Cet état des lieux met en lumière la nécessité d’optimiser la gestion de l’eau, que ce soit au niveau de l’accès à la ressource, de la lutte contre les pertes ou encore de la qualité de l’eau. Il incite les communes et leurs concessionnaires à trouver de nouvelles solutions pour optimiser la planification, le diagnostic, le pilotage et la rénovation des réseaux d’eau et à développer des nouveaux services pour les consommateurs.

L’une des solutions pour mettre en œuvre ces améliorations consistent à développer les réseaux d’eau intelligents, les « Smart water networks ».

Définition et avantages des réseaux d’eau intelligents

Un réseau d’eau intelligent est un ensemble de solutions et de systèmes utilisant des nouvelles technologies de l’information et de la communication et permettant aux opérateurs de réseaux d’eau de contrôler et diagnostiquer les problèmes, de prioriser et gérer, en continu et à distance, les opérations de maintenance et d’utiliser les données fournies pour optimiser tous les aspects de la performance des réseaux de distribution d’eau.

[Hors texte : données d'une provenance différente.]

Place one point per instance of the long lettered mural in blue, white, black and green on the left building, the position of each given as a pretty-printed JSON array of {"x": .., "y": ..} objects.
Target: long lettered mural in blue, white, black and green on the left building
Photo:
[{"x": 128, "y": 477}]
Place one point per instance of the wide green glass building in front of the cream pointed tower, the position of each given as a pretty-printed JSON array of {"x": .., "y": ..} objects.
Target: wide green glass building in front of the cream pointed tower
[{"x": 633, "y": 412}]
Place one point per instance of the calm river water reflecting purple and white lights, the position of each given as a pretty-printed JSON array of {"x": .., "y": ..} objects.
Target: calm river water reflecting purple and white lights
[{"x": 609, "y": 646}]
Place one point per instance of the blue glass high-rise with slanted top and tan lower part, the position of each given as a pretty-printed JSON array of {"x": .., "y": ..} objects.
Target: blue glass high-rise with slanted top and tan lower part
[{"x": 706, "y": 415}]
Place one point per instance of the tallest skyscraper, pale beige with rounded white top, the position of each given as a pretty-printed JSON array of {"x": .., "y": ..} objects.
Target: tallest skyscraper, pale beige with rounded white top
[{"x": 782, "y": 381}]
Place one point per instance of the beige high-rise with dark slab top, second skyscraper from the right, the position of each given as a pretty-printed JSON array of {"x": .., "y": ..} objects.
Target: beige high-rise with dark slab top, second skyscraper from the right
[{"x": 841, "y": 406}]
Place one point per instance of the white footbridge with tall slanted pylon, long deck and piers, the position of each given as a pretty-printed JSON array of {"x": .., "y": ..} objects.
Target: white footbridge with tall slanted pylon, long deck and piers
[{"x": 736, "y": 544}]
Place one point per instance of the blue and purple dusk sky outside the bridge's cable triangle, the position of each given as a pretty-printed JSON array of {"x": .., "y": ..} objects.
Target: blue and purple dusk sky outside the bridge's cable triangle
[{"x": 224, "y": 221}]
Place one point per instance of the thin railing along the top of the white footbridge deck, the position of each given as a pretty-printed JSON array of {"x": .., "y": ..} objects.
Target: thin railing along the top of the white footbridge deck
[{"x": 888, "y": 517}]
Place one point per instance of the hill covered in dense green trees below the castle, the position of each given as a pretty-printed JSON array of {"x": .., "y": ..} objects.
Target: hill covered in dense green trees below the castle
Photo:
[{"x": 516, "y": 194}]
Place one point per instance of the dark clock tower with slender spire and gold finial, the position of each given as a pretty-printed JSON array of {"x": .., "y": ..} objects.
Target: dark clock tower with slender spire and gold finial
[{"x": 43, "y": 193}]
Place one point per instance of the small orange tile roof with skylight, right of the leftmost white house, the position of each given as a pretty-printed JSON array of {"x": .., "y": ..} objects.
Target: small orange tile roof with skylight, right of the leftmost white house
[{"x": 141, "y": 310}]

Ces nouvelles solutions et systèmes comprennent des outils de mesure intelligents (capteurs, débitmètres, compteurs évolués) couplés à des outils d’aide à la décision et à des outils de communication. Grâce à ces technologies, il est possible d’optimiser :

  • la gestion des réseaux (surveillance des réseaux à distance en temps réel et sans intervention humaine sur le terrain, relève des compteurs à distance, etc.) ;
  • la gestion de la ressource (prévention de la pollution et des fuites pour mieux respecter les exigences réglementaires et les politiques engagées sur la qualité et la préservation de l’eau, adaptation des traitements et du stockage de l’eau aux conditions météorologiques ou environnementales, etc.) ;
  • le service aux consommateurs (meilleure information, rapidité de dépannage) ;
  • la consommation d’énergie pour la production et la distribution d’eau.

Les Smart water networks sont également un moyen pour respecter de façon transparente et sûre les exigences réglementaires et les politiques engagées sur la qualité et la préservation de l’eau, tout en fournissant aux consommateurs les informations et les outils dont ils ont besoin pour prendre des décisions motivées sur leurs comportements de consommation et sur leurs usages de l’eau.

Ils pourraient devenir des outils de flexibilité pour le système électrique. En effet, les châteaux d’eau ou les bassins de retenue sont des moyens de stockage qui pourraient être utilisés, comme les STEP aujourd’hui, pour apporter de la flexibilité au système électrique.

Selon une étude de Sensus, entreprise spécialisée dans les solutions de comptage d’eau, les réseaux d’eau intelligents pourraient permettre aux opérateurs de réseaux d’eau de réaliser des économies avoisinant les 12,5 milliards de dollars par an. Ces économies représentent plus de 5 % des budgets des opérateurs, qu’ils pourraient ainsi réinvestir dans l’amélioration des réseaux et la préservation des ressources en eau.

Aujourd’hui, le développement de l’intelligence dans le secteur de l’eau semble moins important que dans les secteurs de l’électricité ou le gaz. Cependant, les avantages associés au développement des réseaux d’eau intelligents sont nombreux, ce qui explique leur montée en puissance progressive. Le cabinet d’études américain Pike Research prévoit que 800 millions de compteurs intelligents seront installés dans le monde d’ici à 2018 tandis qu’IBM évalue le marché des réseaux d’eau intelligents à 20 milliards de dollars d’ici à 2015.